Soal Peluang dan Tantangan Tokoh Perempuan dalam Pilwalkot Bandung, Ini Kata Pakar dari Unpad

Antik Bintari menyampaikan bahwa kontestasi politik yang ideal bagi calon kandidat perempuan adalah ketika sejumlah elemen di arena politik dapat berterima dengan kehadiran calon perempuan.

oleh Dikdik Ripaldi diperbarui 29 Jun 2024, 20:00 WIB
Diterbitkan 29 Jun 2024, 20:00 WIB
20170124-Proses Pelipatan Surat Suara-Jakarta
Petugas melipat surat suara Pilkada DKI Jakarta 2017 di Gudang Logistik KPU Jakarta Pusat, Senin (24/1). Nantinya semua surat suara akan di distribusikan ke 1.237 TPS di seluruh wilayah Jakarta Pusat. (Liputan6.com/Gempur M Surya)

Liputan6.com, Bandung - Menjelang Pemilihan Wali Kota (Pilwalkot) Bandung pada November mendatang, sejumlah nama tokoh perempuan sering disebut-sebut sebagai calon kandidat. Namun, menurut Doktor Ilmu Politik sekaligus Akademisi Pusat Gender dan Anak dari Universitas Padjadajaran (Unpad), Antik Bintari, nama-nama yang punya peluang paling besar adalah Atalia Praratya, Siti Muntamah, serta Melly Goeslaw.

“Tetapi tiga nama tadi itu ya, yang menurut saya berpeluang karena sudah sering disebut-sebut dan dikenal publik luas,” kata Antik saat dihubungi, Rabu (26/6/2024).

Selain karena modal sosial, Antik juga menilai ketiga nama di atas punya dua modal lain berupa ekonomi dan politik yang cukup. Sebab, menurutnya tiga modal itu penting dimiliki calon kandidat perempuan bila jadi maju dalam ajang Pilwalkot.

“Karena memang kalau dalam politik kan, mereka yang maju harus punya beberapa kapital (modal), seperti sosial, uang, serta modal politik berupa dukungan partai,” papar Antik.

“Ketiga perempuan ini, kalau misal maju ya, kendaraan parpolnya jelas. Kalau maju Ibu Siti Muntamah ini partainya PKS, Ibu Atalia kalau maju parpolnya Golkar, kemudian Melly Goeslaw kalau maju Gerindra,” sambung dia.

Kendati begitu, Antik menuturkan ketiga modal tersebut tetap tak bisa dijadikan pegangan oleh calon kandidat perempuan.
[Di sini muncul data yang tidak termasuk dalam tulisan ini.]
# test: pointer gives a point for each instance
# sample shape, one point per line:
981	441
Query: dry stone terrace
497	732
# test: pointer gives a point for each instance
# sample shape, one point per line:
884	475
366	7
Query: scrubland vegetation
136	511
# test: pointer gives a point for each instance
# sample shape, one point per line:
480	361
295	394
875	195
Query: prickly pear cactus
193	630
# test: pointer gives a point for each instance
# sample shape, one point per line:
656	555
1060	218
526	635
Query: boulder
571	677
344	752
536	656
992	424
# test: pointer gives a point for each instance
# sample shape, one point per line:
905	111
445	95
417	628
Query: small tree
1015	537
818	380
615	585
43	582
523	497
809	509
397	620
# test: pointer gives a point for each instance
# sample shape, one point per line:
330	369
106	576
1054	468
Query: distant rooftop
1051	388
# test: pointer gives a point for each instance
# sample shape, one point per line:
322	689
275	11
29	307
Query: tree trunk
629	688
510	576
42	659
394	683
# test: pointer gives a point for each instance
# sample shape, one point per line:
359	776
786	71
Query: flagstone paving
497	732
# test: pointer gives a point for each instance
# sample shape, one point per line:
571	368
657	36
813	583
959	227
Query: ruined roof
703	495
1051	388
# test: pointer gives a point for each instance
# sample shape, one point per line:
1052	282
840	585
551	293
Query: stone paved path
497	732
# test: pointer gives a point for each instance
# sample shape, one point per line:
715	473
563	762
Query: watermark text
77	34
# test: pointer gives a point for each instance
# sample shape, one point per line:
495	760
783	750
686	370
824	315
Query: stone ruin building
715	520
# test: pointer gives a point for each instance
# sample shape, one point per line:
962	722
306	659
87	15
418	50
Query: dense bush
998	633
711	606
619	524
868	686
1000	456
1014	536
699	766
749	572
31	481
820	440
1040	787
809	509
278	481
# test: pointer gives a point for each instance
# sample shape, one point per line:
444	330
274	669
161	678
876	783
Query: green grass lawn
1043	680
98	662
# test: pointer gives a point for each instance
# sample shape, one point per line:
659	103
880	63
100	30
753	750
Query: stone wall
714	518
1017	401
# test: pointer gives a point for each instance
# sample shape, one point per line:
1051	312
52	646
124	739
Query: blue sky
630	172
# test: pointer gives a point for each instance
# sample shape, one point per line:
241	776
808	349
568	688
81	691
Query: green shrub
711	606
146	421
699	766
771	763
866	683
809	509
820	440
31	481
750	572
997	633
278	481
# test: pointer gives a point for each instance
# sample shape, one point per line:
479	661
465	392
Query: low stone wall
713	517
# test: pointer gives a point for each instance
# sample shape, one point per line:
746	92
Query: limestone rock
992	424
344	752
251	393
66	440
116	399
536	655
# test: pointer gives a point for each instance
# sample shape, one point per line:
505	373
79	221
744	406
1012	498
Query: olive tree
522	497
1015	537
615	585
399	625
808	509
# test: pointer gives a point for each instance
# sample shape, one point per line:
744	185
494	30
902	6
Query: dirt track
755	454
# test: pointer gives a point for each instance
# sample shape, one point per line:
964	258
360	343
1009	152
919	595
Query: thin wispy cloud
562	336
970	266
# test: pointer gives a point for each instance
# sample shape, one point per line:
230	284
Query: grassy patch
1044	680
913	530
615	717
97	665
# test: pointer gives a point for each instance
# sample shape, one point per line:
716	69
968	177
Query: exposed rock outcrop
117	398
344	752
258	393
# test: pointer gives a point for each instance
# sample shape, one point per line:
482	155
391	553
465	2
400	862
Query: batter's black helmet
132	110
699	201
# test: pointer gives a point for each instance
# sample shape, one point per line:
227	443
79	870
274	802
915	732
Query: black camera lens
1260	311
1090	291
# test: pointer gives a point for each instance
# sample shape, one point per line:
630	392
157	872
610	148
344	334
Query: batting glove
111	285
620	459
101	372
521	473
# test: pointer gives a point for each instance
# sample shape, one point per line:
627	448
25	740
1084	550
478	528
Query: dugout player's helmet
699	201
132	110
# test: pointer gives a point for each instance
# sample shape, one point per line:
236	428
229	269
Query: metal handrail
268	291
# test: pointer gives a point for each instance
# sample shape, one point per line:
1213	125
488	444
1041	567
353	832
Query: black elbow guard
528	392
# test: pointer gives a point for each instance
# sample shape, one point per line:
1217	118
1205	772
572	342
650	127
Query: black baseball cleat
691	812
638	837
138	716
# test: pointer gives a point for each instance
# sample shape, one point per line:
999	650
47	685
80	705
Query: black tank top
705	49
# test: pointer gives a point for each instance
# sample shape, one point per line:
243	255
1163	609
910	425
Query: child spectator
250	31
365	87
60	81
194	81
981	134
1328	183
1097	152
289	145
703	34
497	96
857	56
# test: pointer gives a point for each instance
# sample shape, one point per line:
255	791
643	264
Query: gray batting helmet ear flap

Pasalnya, selain perlu peninjauan atas kelayakan kompetensi, tantangan besar yang membayangi para calon kandidat perempuan adalah permasalahan sosio-kultural khususnya di Kota Bandung.

“Sosio kultural juga. Apa iya [masyarakat] siap dipimpin perempuan? Itu kan biasanya sensitif juga. Banyak tokoh perempuan yang punya kompetensi, yang saya kenal baik juga, dan menurut saya dia memang punya potensi jadi leader,” tutur Antik.

“Tapi, memang tantangan berikutnya adalah muncul wacana tandingan bahwa tidak perlu ada pemimpin perempuan,” imbuhnya.

Lebih lanjut Antik menyampaikan kontestasi politik yang ideal bagi calon kandidat perempuan adalah ketika sejumlah elemen di arena politik dapat berterima dengan kehadiran calon perempuan.

“Jadi menurut saya, kalau partai politiknya dewasa, masyarakat Kota Bandung dewasa, harusnya menerima calon-calon perempuan,” ujar Antik.